I dreadfully regret to inform myself that I am getting old and my priorities are changing.
What I am talking about here, specifically, is music.
When I was younger, particularly while in college, music was life. Common musical interest was the basis for my friendships and attraction. Music was always on and I was always discovering new bands or new reasons to listen to old favorites. It was the age of the “scene kids” where your scene (emo, hardcore, twee, metal, goth) defined you. “Hipster” wasn’t so much a term thrown around like it is today, though looking back I know of at least once scene that would be what we today call hipsters.
Fortunately I have grown from that scene mentality and have evolved into being more open-minded. But that doesn’t mean I want all the magic of that era to be gone.
One of the disadvantages (meant in the most loving way possible ever) to my part-time job is working with high schoolers. There is very little common ground and vast differences in maturity/work ethic in most cases. Then there are the constant reminders that I do not fit into that world anymore.
Last night, one of my coworkers (17 years old) was commenting on the repetitive Christmas music and stated this was torture for her as music is her life. And when she said this, she had such a look of seriousness on her face and I could see tears forming as she passionately talked about the bands she loves and the instruments she plays.

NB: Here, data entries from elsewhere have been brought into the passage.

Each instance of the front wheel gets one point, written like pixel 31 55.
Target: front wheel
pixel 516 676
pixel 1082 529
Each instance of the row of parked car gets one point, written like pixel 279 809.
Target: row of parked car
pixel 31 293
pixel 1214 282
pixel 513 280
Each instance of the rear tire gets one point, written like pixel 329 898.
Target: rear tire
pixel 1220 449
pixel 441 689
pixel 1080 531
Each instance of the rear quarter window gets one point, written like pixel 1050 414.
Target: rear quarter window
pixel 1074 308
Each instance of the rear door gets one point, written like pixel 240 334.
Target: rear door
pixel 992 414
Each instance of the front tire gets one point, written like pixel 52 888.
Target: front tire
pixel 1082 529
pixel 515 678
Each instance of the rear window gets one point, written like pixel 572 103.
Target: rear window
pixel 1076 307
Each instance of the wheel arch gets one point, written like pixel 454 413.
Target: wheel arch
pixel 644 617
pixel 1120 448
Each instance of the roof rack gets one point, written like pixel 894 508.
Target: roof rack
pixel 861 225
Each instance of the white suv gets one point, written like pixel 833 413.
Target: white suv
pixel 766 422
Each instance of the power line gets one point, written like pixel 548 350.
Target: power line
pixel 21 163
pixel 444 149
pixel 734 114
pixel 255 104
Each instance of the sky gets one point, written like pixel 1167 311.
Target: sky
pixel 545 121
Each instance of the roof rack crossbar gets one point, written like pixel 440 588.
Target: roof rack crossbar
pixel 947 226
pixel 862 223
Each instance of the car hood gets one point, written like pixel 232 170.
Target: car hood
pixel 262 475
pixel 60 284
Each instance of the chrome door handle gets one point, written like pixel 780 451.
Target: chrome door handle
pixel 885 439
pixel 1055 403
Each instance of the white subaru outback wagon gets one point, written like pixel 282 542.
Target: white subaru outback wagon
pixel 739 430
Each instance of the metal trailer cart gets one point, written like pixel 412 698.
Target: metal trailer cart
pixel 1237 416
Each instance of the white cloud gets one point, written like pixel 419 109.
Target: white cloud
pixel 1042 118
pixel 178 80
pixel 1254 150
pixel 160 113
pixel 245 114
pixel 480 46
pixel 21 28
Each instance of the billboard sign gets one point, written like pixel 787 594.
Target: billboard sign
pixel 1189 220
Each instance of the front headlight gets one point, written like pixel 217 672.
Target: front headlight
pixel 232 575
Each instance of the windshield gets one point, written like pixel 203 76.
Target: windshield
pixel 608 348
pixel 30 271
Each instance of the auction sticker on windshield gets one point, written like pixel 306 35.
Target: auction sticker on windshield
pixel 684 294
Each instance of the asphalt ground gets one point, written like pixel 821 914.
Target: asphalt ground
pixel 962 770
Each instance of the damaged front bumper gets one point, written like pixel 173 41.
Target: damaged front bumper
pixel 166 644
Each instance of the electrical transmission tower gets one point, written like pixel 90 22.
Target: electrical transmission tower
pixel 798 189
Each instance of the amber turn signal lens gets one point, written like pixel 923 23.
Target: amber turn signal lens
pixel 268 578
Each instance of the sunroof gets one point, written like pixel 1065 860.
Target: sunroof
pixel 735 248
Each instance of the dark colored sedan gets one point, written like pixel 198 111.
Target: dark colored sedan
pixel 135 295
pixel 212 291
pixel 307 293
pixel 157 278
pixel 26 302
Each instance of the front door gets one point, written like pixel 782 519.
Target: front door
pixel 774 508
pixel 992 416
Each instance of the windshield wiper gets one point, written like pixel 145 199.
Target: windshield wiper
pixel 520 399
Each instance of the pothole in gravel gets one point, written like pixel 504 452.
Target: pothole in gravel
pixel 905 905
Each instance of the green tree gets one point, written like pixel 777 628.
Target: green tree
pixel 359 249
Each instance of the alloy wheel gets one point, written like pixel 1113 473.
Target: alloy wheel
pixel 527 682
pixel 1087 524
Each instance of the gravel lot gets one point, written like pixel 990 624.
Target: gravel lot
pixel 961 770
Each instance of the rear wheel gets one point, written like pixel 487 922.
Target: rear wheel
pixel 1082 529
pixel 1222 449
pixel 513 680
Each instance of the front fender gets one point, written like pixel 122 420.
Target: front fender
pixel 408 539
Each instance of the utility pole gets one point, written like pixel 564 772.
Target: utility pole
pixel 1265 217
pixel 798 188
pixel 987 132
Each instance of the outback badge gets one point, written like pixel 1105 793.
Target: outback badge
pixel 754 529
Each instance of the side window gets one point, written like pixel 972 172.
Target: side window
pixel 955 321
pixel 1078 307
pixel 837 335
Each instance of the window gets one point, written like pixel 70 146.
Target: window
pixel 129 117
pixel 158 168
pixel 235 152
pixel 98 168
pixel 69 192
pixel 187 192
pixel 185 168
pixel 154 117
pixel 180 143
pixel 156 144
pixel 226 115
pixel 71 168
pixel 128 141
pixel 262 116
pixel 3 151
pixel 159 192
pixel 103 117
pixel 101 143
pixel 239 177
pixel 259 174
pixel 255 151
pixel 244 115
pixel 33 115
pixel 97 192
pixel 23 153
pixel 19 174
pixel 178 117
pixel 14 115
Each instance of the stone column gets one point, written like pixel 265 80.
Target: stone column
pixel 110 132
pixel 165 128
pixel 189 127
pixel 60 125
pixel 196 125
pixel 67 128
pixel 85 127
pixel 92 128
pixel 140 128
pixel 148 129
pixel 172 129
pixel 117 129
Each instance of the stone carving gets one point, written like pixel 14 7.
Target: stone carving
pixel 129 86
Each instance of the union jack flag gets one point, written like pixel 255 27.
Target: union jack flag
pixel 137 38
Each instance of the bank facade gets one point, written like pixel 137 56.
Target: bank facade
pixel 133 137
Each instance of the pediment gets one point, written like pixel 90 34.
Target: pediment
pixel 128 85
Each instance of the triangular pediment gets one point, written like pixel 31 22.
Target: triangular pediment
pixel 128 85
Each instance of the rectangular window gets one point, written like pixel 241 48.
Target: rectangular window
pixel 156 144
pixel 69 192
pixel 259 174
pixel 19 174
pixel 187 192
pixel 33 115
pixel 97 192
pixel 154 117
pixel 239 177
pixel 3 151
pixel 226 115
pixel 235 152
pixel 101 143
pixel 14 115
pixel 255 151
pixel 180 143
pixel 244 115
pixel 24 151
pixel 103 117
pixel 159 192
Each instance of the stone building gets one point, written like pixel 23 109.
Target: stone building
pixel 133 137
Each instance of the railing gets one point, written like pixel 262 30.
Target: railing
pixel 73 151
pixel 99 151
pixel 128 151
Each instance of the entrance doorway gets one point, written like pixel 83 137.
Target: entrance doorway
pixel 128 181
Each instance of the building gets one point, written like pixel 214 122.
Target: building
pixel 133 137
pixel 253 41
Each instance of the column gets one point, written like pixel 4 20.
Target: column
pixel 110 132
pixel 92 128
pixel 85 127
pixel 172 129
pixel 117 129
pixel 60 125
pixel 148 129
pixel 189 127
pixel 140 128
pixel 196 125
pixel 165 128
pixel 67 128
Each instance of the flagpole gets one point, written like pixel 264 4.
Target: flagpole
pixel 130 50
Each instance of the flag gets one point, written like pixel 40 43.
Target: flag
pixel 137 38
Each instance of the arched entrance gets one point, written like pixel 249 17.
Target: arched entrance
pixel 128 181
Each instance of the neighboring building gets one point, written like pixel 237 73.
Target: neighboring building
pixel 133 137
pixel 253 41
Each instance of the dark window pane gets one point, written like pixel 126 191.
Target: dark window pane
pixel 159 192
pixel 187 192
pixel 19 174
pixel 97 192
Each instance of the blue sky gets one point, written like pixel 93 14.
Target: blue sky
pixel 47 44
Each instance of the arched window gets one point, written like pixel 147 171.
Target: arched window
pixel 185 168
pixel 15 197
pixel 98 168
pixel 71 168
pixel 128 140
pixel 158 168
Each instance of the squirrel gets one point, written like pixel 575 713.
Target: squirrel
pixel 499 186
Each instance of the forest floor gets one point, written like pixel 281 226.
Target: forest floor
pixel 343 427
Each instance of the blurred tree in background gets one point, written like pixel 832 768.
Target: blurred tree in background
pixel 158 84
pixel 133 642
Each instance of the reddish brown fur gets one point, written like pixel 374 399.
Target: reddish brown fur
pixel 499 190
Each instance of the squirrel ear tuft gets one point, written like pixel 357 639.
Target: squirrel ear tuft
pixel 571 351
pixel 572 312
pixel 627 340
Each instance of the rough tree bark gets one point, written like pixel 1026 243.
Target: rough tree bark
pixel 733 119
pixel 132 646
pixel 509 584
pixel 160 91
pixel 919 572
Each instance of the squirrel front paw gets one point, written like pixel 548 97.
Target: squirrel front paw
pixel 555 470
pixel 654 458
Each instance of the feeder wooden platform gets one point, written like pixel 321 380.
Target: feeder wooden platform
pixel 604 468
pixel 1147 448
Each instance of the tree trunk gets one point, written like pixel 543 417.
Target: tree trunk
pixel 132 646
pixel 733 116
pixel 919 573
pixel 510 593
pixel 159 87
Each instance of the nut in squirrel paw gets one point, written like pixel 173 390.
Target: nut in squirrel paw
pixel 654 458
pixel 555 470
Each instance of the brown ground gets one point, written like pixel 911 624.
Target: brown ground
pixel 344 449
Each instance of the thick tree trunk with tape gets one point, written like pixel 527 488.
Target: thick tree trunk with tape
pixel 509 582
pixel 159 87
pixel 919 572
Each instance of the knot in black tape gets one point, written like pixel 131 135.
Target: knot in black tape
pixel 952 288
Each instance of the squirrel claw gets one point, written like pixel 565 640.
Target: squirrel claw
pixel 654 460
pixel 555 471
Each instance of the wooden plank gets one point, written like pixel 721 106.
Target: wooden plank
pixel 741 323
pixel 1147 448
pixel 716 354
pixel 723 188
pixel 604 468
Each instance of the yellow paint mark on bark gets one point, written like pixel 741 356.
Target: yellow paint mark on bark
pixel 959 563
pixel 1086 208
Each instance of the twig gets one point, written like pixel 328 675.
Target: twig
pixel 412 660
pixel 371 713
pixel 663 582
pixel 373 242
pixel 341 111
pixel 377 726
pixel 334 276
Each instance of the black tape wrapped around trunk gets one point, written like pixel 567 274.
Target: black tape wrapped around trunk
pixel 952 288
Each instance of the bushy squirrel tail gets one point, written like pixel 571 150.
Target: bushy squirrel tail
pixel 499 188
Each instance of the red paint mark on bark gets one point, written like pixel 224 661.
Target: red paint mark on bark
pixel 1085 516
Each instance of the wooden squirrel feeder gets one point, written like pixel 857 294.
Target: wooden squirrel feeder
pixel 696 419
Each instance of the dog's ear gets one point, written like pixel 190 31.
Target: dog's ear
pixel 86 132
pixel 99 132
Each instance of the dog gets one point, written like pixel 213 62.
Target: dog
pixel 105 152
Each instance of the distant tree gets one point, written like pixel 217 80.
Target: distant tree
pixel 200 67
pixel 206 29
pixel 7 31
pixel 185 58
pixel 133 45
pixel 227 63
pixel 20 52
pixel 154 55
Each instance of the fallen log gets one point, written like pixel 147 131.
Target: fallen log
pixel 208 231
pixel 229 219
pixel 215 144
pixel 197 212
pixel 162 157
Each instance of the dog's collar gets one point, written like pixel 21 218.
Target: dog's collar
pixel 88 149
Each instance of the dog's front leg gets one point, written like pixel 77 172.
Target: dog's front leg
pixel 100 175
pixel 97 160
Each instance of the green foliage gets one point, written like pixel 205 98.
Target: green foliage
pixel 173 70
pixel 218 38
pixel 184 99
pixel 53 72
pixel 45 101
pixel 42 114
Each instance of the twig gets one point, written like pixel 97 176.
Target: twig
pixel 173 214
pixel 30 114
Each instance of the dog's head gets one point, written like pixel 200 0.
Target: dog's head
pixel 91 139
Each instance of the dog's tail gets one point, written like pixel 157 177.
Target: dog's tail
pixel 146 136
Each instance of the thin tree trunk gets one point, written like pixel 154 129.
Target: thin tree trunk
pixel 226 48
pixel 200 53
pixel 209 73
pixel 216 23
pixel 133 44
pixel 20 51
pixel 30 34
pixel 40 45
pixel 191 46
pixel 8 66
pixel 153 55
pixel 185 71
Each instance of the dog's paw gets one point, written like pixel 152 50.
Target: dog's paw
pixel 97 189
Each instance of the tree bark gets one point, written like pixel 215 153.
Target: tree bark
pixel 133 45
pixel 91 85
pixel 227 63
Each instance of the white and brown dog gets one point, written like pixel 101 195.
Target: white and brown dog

At some point, I lost this.
I lost this feeling that music is all and music is the golden standard.
Nowadays, I find myself listening to the pop station while in my car because it easier and mindless. I seem to only discover music through happenstance or having it handed to me by friends. I’ve asked others how they keep up with music and the answers I’ve been given make it seem more like a job than a pleasure bringer.
What happened to the joy of discovery? Is it really this much work for a grown up with a job to find new music?
When it comes down to it, I realize my priorities have shifted. Whereas in the past music was essentially my #1 priority, now it isn’t even ranked. Not that I don’t still genuinely love and care for music, but I’ve got other things to worry about. I can’t spend all my money on new releases and forgotten treasures. I can’t stay out late every night catching bands in town or travelling to neighboring cities to catch shows. When I get home from work, I don’t want to spend my time scouring blogs and reviews to find something I might like. I mean I want to, but I really don’t want to.
Just another part of growing up we never thought would happen but find ourselves in the middle of and wondering how we got there.